YOUR SOLIN GENERATED RECIPE
Ground Turkey and Broccoli Rice Bowl
Sautéed ground turkey and steamed broccoli florets served over fluffy rice and roasted sweet potatoes for a vibrant, nutrient-dense bowl.
INGREDIENTS
7 oz Ground turkey (93% lean)
0.33 cup Jasmine rice (cooked)
0.5 cup Sweet potato (cubed)
1.5 cup Broccoli florets
0.25 tbsp Extra virgin olive oil
1 tbsp Coconut aminos
1 clove Garlic (minced)
0.25 tsp Sea salt
0.25 tsp Black pepper
0.25 tsp Onion powder
PREPARATION
Preheat your oven to 400°F and toss the cubed sweet potatoes with the olive oil and a pinch of salt on a parchment-lined tray.
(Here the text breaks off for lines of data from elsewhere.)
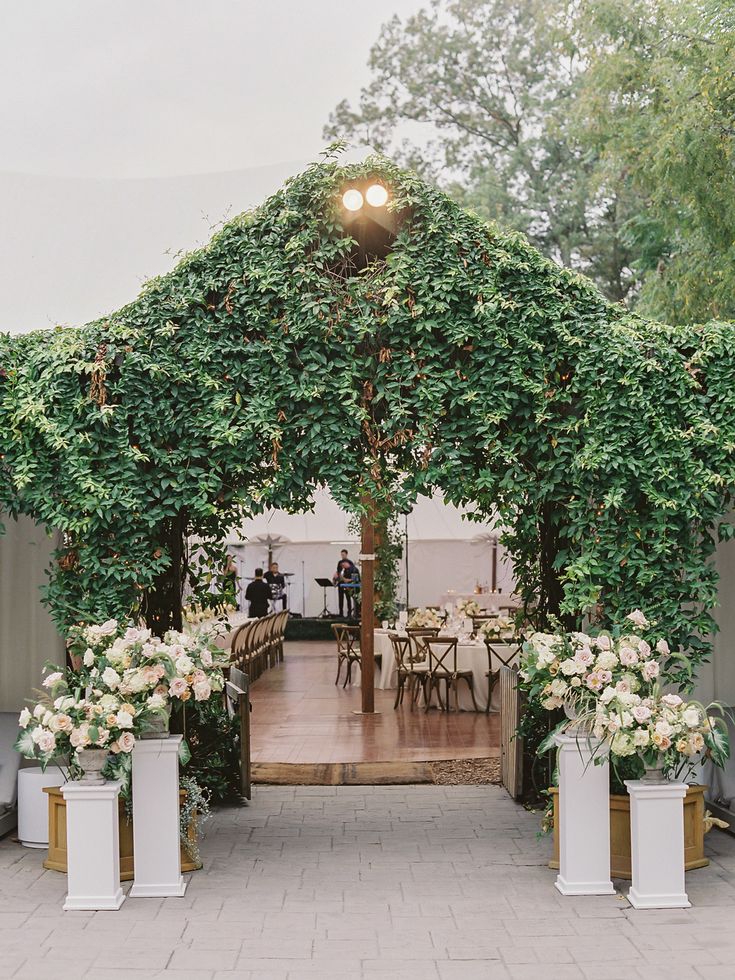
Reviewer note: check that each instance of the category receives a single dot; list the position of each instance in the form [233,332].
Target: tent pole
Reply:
[406,536]
[367,608]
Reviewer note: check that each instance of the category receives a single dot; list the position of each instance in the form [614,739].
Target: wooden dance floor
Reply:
[301,719]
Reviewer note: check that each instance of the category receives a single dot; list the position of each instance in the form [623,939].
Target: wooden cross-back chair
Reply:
[504,656]
[348,649]
[412,669]
[237,703]
[442,652]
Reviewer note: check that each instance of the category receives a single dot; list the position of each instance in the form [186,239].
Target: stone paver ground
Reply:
[429,882]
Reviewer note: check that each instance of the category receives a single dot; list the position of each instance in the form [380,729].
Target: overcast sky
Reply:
[136,88]
[129,128]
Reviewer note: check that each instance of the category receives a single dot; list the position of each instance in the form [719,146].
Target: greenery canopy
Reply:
[267,363]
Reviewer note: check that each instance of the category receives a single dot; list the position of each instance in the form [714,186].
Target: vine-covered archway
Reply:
[271,361]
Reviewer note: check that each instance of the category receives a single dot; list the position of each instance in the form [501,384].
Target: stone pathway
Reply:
[429,882]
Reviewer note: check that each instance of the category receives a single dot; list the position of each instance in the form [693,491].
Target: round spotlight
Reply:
[352,199]
[376,195]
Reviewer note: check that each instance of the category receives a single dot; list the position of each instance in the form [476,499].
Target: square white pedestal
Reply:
[92,847]
[657,845]
[584,818]
[157,847]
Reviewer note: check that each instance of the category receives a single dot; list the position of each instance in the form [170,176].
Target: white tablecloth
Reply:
[489,601]
[470,656]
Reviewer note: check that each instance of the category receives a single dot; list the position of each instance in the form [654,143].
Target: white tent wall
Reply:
[445,551]
[28,637]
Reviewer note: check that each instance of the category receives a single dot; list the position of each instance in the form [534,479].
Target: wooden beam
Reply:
[367,610]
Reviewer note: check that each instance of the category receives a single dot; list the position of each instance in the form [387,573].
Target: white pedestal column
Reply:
[584,818]
[92,847]
[156,844]
[657,845]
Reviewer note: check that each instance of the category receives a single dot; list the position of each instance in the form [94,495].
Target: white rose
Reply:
[37,734]
[46,742]
[551,703]
[672,700]
[606,660]
[637,618]
[111,677]
[184,665]
[126,742]
[202,690]
[691,717]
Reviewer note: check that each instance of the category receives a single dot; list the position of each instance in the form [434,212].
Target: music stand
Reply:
[325,583]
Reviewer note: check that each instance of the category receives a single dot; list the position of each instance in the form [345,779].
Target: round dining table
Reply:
[471,655]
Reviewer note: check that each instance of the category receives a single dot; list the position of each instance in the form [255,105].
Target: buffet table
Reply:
[487,601]
[470,656]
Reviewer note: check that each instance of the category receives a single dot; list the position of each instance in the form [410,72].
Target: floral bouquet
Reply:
[500,628]
[424,619]
[571,670]
[130,663]
[65,721]
[467,608]
[668,733]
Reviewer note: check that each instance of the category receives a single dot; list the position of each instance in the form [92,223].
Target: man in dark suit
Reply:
[344,574]
[258,594]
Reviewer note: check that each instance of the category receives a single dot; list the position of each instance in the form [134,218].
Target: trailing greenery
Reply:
[267,363]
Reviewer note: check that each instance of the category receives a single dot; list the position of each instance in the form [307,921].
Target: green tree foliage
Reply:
[657,104]
[266,363]
[603,129]
[479,94]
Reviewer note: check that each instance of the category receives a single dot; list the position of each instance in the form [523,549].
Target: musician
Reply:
[277,583]
[258,594]
[346,569]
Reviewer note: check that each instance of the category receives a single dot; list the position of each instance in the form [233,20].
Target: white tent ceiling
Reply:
[431,520]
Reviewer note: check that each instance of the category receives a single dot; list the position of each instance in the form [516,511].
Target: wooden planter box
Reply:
[56,860]
[620,832]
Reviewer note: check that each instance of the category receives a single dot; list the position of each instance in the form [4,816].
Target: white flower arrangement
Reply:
[664,730]
[499,628]
[573,669]
[610,684]
[424,619]
[150,672]
[467,608]
[64,720]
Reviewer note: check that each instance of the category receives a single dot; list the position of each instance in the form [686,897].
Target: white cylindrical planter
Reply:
[584,818]
[657,845]
[156,842]
[92,847]
[33,803]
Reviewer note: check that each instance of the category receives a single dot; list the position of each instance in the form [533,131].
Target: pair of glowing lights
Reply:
[376,196]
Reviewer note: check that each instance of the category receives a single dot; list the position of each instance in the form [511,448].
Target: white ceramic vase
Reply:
[92,761]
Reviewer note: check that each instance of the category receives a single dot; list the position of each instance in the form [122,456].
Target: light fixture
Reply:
[376,195]
[352,199]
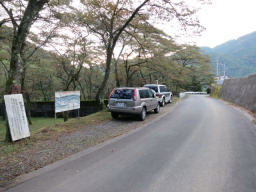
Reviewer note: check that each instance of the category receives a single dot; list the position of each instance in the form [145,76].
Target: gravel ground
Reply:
[62,145]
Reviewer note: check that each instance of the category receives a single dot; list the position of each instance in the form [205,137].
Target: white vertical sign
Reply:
[17,118]
[67,100]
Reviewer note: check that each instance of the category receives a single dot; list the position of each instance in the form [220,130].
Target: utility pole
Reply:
[224,70]
[217,67]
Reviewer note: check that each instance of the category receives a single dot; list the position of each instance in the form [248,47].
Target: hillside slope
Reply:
[239,56]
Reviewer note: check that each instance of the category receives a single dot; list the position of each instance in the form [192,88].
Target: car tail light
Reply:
[134,95]
[111,93]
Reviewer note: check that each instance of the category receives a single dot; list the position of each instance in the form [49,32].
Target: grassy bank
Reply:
[44,129]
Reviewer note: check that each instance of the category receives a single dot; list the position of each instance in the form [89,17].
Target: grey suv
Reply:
[130,100]
[164,95]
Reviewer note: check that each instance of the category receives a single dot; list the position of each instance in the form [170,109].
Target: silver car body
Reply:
[161,91]
[128,104]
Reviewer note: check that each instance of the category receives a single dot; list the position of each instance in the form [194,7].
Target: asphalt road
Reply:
[202,145]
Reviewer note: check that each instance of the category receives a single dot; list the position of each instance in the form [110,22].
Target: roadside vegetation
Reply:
[215,90]
[113,43]
[44,129]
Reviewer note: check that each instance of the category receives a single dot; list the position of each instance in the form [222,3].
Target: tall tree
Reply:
[108,19]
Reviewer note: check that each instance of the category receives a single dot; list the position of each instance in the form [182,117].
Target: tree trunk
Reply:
[116,75]
[65,115]
[106,76]
[28,107]
[19,39]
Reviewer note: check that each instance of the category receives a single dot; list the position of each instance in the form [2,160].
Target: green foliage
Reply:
[215,90]
[238,55]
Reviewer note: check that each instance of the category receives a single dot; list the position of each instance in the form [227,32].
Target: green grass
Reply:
[44,129]
[37,124]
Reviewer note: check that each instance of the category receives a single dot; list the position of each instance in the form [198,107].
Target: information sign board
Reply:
[67,100]
[16,115]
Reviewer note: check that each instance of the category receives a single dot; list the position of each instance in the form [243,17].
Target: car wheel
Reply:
[157,109]
[163,103]
[170,100]
[143,114]
[114,115]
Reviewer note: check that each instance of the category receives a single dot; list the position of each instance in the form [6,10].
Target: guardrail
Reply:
[182,94]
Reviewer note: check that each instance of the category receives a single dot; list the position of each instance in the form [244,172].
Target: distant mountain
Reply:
[239,56]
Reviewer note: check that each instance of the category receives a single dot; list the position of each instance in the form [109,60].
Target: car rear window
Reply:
[144,93]
[123,94]
[163,89]
[153,87]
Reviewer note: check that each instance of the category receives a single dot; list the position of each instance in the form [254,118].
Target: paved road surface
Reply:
[202,145]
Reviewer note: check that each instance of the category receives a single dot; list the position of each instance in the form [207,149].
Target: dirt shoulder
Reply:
[55,143]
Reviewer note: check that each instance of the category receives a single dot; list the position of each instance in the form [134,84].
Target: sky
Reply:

Roast the sweet potatoes for 20-25 minutes until they are tender and slightly caramelized on the edges.
While potatoes roast, heat a large non-stick skillet over medium-high heat and add the ground turkey, breaking it up with a spatula.
Cook the turkey until browned and no longer pink, then stir in the minced garlic and onion powder for 1 minute until fragrant.
Add the broccoli florets to the skillet with 2 tablespoons of water, cover with a lid, and steam for 3 minutes until bright green.
Remove the lid, stir in the coconut aminos, sea salt, and black pepper, and cook for another minute to allow flavors to meld.
Divide the cooked jasmine rice and roasted sweet potatoes into a bowl and top with the turkey and broccoli mixture.